Published in 1967, Ice (Peter Owen, 158 pages) is a harrowing, oblique, beautiful novel increasingly viewed as a modern classic on par with1984 and Brave New World. Kavan creates a world overrun by vast ice sheets caused by nuclear winter. The anti-hero narrator, a man obsessed with a frail, stunning young woman, chronicles the doom he foresees for his world and the girl who is the object of his fascination. Kavan’s prose swerves breathtakingly from the delicate and the brutal.
Ice shifts between bleak realism and a haunted panorama of psychological terrors. The plot is episodic, evading conventional patterns. None of the characters has a name or is “likable” or “relatable,” as the current jargon has it; but do not read Kavan for those ends. Lyric mastery and a tone of brooding psychic disturbance are the bedrock of the novel, a startling penetration of beauty couched within doom.

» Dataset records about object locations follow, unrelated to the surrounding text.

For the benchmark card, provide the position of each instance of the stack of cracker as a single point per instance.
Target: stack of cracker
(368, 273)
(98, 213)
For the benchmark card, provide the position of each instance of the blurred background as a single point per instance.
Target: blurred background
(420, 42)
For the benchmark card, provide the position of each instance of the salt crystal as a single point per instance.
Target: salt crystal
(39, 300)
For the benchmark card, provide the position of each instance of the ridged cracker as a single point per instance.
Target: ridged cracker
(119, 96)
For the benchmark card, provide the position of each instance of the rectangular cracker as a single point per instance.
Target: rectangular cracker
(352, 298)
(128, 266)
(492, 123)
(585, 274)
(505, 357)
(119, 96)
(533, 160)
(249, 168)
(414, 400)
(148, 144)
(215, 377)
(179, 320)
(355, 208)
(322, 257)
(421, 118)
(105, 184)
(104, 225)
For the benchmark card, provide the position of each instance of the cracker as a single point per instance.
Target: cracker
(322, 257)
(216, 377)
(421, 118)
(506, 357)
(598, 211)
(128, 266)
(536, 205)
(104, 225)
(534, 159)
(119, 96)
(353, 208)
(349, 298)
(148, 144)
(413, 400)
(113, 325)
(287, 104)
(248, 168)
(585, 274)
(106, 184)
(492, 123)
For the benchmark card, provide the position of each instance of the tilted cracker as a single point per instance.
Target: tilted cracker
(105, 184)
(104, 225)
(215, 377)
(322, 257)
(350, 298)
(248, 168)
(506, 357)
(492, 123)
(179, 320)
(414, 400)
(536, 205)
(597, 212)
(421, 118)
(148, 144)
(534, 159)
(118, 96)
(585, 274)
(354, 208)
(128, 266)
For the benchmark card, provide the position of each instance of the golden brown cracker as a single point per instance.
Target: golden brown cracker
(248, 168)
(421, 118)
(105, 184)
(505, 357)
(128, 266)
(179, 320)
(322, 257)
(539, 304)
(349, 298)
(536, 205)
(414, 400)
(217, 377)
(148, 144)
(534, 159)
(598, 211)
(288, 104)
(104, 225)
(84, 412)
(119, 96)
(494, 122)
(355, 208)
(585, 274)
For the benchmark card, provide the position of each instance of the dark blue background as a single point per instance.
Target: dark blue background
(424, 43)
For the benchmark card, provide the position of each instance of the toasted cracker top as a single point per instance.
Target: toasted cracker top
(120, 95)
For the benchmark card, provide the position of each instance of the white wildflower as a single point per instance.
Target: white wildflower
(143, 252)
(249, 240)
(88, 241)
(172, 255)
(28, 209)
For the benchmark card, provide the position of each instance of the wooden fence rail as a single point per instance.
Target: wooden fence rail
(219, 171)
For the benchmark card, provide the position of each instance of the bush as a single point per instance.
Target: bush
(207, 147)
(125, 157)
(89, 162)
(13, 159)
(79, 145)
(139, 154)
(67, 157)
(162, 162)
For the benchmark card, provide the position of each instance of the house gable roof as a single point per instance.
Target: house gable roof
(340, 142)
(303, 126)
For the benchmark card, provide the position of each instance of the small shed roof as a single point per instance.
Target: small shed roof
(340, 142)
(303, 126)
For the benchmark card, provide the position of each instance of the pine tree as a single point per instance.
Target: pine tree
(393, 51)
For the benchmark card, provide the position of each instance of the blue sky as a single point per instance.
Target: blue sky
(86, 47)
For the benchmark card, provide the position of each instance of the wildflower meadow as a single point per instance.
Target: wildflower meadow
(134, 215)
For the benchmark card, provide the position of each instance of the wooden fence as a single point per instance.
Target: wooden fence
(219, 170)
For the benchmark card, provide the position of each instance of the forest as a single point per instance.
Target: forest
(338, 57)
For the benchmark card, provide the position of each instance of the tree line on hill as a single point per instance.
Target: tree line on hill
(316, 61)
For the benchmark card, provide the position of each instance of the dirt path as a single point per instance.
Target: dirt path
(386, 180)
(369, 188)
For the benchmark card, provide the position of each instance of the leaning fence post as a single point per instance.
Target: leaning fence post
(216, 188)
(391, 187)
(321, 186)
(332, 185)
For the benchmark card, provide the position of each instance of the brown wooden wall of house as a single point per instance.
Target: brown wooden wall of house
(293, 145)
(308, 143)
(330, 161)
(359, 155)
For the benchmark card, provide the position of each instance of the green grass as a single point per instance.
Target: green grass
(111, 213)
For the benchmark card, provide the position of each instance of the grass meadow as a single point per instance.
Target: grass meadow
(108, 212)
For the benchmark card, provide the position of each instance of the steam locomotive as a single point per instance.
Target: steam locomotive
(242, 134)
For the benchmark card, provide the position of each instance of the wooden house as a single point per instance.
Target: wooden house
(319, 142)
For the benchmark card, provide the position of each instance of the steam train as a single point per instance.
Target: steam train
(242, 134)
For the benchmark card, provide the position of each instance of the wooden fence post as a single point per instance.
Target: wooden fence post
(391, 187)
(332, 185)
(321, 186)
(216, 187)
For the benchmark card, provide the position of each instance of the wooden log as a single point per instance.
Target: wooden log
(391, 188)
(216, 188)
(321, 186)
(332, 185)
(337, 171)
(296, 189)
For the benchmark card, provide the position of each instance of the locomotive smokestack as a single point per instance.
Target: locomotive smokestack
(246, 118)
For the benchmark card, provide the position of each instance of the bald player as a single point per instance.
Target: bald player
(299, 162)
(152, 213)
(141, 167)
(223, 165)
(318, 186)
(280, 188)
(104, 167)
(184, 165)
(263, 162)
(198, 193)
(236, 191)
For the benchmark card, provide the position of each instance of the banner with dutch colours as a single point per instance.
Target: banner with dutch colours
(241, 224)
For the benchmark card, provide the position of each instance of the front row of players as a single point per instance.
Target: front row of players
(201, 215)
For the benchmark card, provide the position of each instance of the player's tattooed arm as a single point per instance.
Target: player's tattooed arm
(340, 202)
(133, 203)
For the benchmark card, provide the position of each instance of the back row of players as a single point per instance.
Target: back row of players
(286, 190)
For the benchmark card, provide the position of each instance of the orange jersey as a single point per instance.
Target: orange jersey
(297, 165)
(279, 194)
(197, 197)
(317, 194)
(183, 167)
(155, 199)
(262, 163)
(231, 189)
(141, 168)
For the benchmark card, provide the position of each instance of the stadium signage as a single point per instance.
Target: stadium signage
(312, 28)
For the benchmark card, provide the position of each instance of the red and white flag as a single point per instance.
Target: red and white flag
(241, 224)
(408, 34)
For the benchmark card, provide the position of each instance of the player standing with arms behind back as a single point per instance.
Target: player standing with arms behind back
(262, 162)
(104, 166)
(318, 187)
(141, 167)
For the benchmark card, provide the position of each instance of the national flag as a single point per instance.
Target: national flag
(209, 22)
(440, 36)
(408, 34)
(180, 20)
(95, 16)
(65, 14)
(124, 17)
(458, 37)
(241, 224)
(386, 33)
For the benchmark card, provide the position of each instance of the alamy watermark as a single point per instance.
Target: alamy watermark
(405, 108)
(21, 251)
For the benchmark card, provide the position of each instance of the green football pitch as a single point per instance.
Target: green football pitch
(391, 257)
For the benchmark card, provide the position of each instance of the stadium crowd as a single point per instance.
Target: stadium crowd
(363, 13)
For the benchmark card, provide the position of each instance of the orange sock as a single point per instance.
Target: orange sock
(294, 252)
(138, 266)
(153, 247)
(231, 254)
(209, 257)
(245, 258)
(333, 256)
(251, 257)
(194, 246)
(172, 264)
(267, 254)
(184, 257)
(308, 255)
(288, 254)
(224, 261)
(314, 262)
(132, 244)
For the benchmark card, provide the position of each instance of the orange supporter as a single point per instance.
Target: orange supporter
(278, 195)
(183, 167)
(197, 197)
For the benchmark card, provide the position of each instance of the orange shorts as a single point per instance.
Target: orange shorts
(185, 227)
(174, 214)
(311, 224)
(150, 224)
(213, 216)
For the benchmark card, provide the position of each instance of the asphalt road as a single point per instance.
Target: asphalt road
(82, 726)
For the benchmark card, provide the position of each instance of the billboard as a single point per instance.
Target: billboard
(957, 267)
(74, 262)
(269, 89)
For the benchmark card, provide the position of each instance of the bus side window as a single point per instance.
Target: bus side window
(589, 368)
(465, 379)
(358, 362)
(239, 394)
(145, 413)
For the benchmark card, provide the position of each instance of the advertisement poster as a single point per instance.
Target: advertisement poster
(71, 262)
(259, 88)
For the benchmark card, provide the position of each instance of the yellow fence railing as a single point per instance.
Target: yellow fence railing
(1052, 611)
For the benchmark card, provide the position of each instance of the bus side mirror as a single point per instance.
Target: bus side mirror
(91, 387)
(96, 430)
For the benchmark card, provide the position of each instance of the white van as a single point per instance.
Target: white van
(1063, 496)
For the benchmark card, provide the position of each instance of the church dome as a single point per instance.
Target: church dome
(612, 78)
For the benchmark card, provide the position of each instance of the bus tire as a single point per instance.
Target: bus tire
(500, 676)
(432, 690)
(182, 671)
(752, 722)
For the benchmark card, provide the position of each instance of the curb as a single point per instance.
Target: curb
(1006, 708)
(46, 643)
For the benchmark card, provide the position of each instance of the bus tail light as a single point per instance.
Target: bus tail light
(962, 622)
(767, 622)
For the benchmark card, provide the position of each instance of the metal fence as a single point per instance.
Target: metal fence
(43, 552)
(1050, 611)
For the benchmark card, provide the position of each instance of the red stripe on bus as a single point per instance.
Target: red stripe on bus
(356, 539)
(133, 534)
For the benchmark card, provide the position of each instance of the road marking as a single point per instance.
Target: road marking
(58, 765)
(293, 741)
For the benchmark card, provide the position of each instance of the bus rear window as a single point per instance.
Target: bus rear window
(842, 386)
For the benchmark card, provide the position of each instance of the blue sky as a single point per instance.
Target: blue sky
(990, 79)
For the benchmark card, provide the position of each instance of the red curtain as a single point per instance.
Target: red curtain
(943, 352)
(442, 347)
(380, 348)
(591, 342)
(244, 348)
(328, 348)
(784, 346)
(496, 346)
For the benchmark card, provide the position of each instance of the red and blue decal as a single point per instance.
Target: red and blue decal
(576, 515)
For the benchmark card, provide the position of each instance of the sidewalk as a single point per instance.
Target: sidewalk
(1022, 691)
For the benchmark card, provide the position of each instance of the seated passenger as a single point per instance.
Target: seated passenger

Even in the narrator’s first encounter with the girl, we sense the foreboding and dangerous power of constraint:
She was over-sensitive, highly-strung, afraid of people and of life; her personality had been damaged by a sadistic mother who kept her in a permanent state of frightened subjection. The first thing I had to do was win her trust, so I was always gentle to her, careful to restrain my feelings. She was so thin that, when we danced, I was afraid of hurting her if I held her tightly. Her prominent bones seem brittle, the protruding wrist-bones had a particular fascination for me. Her hair was astonishing, silver-white, an albino’s, sparkling like the moonlight, like moonlit venetian glass.
Later, the young woman’s extreme fragility sparks sadism in her pursuer, a menacing Beast watching over Beauty:
Her face haunted me: the sweep of her long lashes, her timid enchanting smile; and then a change of expression I could produce at will, a sudden shift, a bruised look, a quick change to terror, to tears. The strength of the temptation alarmed me. The black descending arm of the executioner. . . . Something in her demanded victimization and terror, so she corrupted my dreams, led me into dark places I had no wish to explore.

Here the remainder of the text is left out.